We at Black Swan Capital strongly advocate that advisers should be employed and on salary. This means they are free to act in the client’s best interest and not under pressure to get sign you up to make a commission or other revenue quota. Ask your adviser whether they are employed and receiving a salary, or if they are independent contractors, whether they receive a commission share, or a revenue share from the business their place.
Third, how do you pay them?
If they say they will receive a commission, that may be fine, but you do need to check what impact that has on your costs and charges. As we stated above, if you are told there is no charge, this is always a concern. It means there is likely to be a commission or other payment hidden somewhere. The firm should be clear in how much and how you pay for the service you receive. In fact, if you engage them, make sure they give you this in writing.
If you are told there is no cost and that they will receive a commission, ask for a breakdown in your investment or insurance costs; not just upfront but projected over the next 10 years. Ask if there are any exit fees or penalties if you change your investment or try to withdraw all your money at any time.

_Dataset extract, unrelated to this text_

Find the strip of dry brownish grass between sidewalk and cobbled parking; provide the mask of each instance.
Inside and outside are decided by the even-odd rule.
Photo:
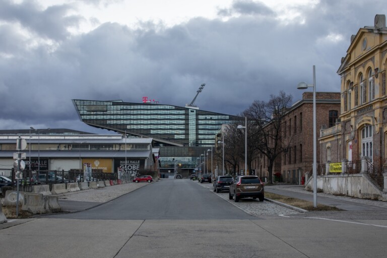
[[[317,207],[313,207],[312,202],[296,199],[296,198],[291,198],[291,197],[286,197],[286,196],[281,196],[277,195],[276,193],[271,193],[271,192],[265,192],[265,198],[272,199],[274,201],[284,203],[287,205],[291,205],[297,208],[301,208],[307,211],[340,211],[340,209],[333,207],[333,206],[327,206],[327,205],[322,205],[322,204],[317,204]]]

Avoid exit fees. One of the Black Swan Capital core principles is that, as an international professional, you should always have absolute liquidity and flexibility in all your investments. This means, if you need to, you can change, stop, close or withdraw from your investment at any time without any restriction, penalty or exit fee.
At Black Swan Capital we have a fiduciary obligation to act in the best interest of our clients at all times, making sure our clients are better off having paid for our advice than not.
We set out all our fees and charges clearly and in writing so there is absolute clarity, no hidden charges, no lock-ins and no surprises!
Our advisers are employed and on a fixed salary, so their incentive is only to provide the best advice to you, our client.
Finally, we never accept any form of commission, or incentive direct or indirect from any product provider and refuse to use any investment products that have these features. We use only the cleanest and most cost-effective solutions to help you, our clients, achieve your investment objectives and life goals.